Consider how you show up within your team – when you do you’ll actually make that teamwork a lot better. Knowing your role, your contribution and your motivations within your team is incredibly important. NLP can be very valuable to companies to create cohesion within your working teams.
As a team, you can make stuff happen faster, more powerfully and more magically than you can on your own. Most people are aware of the cheesy team acronym: Together Everyone Achieves More. Well, it’s true. Think about the speed at which a simple task can be completed if there are more hands-on-deck suddenly putting IKEA furniture together isn’t as daunting as it was when you had to do it on your own. Your team could be the people you work with. It could be a group of friends or even your family. The challenge though is getting your team to understand exactly what functions, behaviours and acts you want them to do that fits in with the goal you have in mind.
The problem is exactly as the sentence states. The ideas are in your mind and somehow you need to transfer them into the minds of your team members without losing any of the details as you do it. People have different preferences for what might otherwise be thought of as the same experience as yours.
For example, if I say to you ‘red’ you might think of a deep red, like the one from your old school uniform, perhaps. If I said it to someone else they might think of a pinky red because that’s their favourite shade of that colour. Other people might imagine a rainbow and see a multitude of different colours as well as the red.
In addition, people’s state affects the way in which they hear directions. If you’ve ever been in a rush to get somewhere and got lost at the same time, you know what I mean, you can ask for all the clues in the world about where you’re going but if you’re in a panic, you’ll miss the signs that show you the way. It’s the same when you’re directing a team. If someone’s in a bad state because of a misunderstanding with you with another team member or simply because they stubbed their toe that morning, you may find that they hear information differently to the way that you intended them to.
If someone has spent the day thinking “My partner is too demanding and expects me to do all the chores” and then you innocently ask them if they’d mind making you a cup of coffee whilst you are busy on the phone, they made categorise your behaviour as the same as the behaviour of their partner that upset them earlier.

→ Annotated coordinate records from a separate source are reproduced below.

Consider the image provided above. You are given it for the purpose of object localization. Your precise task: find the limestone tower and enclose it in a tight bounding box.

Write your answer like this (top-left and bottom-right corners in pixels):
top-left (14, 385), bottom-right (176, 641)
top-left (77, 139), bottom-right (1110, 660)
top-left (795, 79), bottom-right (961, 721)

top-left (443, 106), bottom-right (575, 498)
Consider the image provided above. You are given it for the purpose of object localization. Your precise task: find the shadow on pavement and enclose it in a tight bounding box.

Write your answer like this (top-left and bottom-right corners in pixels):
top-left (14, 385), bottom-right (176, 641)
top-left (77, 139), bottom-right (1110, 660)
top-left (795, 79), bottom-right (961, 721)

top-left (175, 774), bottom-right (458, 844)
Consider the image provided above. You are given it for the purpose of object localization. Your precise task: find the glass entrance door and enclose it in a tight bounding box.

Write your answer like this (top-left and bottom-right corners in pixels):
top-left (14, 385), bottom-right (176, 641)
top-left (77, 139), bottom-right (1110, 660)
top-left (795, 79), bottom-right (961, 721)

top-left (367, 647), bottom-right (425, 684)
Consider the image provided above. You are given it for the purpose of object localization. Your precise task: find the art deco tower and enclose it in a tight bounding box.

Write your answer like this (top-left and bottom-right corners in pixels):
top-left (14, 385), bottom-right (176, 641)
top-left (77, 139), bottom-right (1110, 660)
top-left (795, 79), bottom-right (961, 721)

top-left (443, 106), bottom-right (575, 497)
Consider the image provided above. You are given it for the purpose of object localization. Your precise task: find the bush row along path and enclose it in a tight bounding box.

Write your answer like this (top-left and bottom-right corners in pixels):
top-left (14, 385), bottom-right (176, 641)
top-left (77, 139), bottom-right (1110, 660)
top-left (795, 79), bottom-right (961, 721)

It’s important to know and understand your team so that you can ensure you have a clear insight into the certain behaviours that they do, which are giving you clues about their emotional state.
It is important to understand the motivations of your team. Let’s say for example that you have a report that needs completing by 6 pm on Thursday and that you’ve given it to a team member who is more than capable of being able to achieve that. Let’s also say that the team member has overspent on their credit card a little bit and they need some overtime. In an ideal world, the team member is very aware of the importance of that document being needed by 6 pm on Thursday and has spoken to the boss about being able to get some overtime at some stage to raise the extra cash they need.
In an ideal world, the boss has been very clear about the document deadline and is considering other tasks that could be worked on as a way to give that over time that’s needed. Without this communication though, the boss and the team member might have motivations that are not in alignment with each other. The team member could slow down their production with a plan to complete the report during the overtime they’ve been given.
Understanding the motivations of your team and making your motivations clear to your team can ensure that you’re all working towards the same common goal and that what you all value from one mission to the next is in alignment with each other. Using NLP training for your staff is a great way to get everyone working in a synchronised way and to elevate the productivity of your employees.